ACCENT BIAS AND INTELLIGIBILITY IN INTERNATIONAL ENGLISH: PERCEPTIONS OF SOUTH ASIAN ENGLISH SPEAKERS IN HIGHER EDUCATION AND WORKPLACE CONTEXTS
DOI:
https://doi.org/10.63878/aaj1730Abstract
Accent bias remains one of the most consequential yet least legally protected forms of language-based discrimination in global higher education and workplace settings. This conceptual paper synthesises peer-reviewed scholarship published between 2019 and 2026 to clarify how listeners evaluate South Asian English speakers and to distinguish judgments of understanding from judgments of social worth. Drawing on an integrative review of empirical and theoretical work in applied linguistics, sociolinguistics, and organisational psychology, the paper separates four frequently conflated constructs—intelligibility, comprehensibility, accentedness, and social attitude—and maps how each is shaped by listener familiarity, exposure to World Englishes, racialised expectation, gender, and the ideology of native-speakerism. The synthesis shows that a noticeable accent does not reliably reduce actual understanding, yet standard-accented speakers are consistently favoured in hiring and instructional evaluation, with stereotypes of competence rather than comprehension difficulty driving much of the disadvantage.

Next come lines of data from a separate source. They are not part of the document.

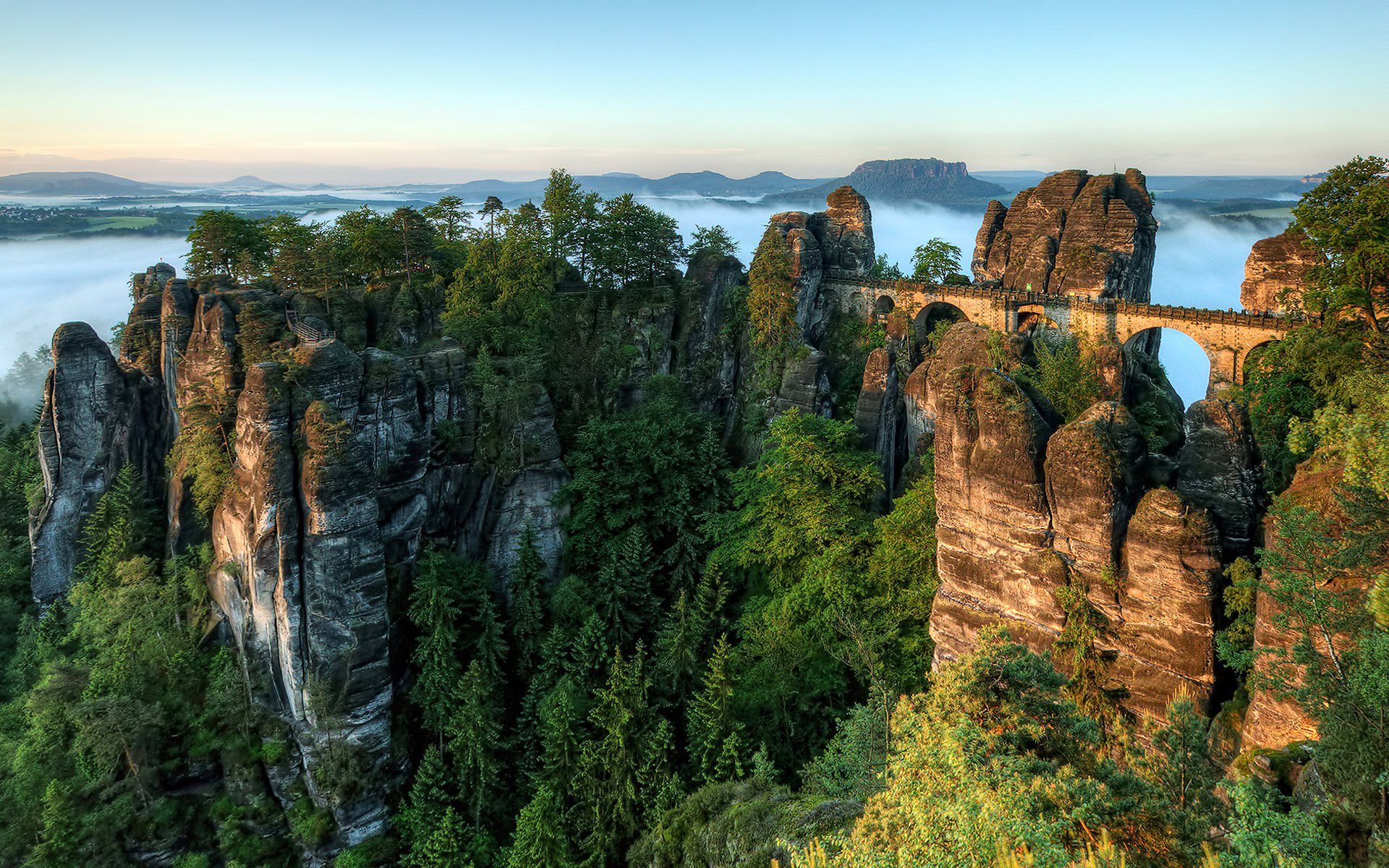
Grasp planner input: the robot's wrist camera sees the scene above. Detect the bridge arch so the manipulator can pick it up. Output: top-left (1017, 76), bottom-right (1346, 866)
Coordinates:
top-left (1235, 338), bottom-right (1278, 386)
top-left (912, 302), bottom-right (969, 344)
top-left (1014, 304), bottom-right (1061, 332)
top-left (1123, 325), bottom-right (1216, 404)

South Asian Englishes emerge as systematically under-represented in perception research, and the limited evidence that does exist relies heavily on non-South-Asian listeners, leaving the perceptions of and toward South Asian speakers in their own institutional contexts largely unexamined. The paper argues for decoupling comprehension from evaluation in pronunciation pedagogy, assessment, and recruitment, and offers a conceptual framework and research agenda for fairer treatment of South Asian English in education and employment.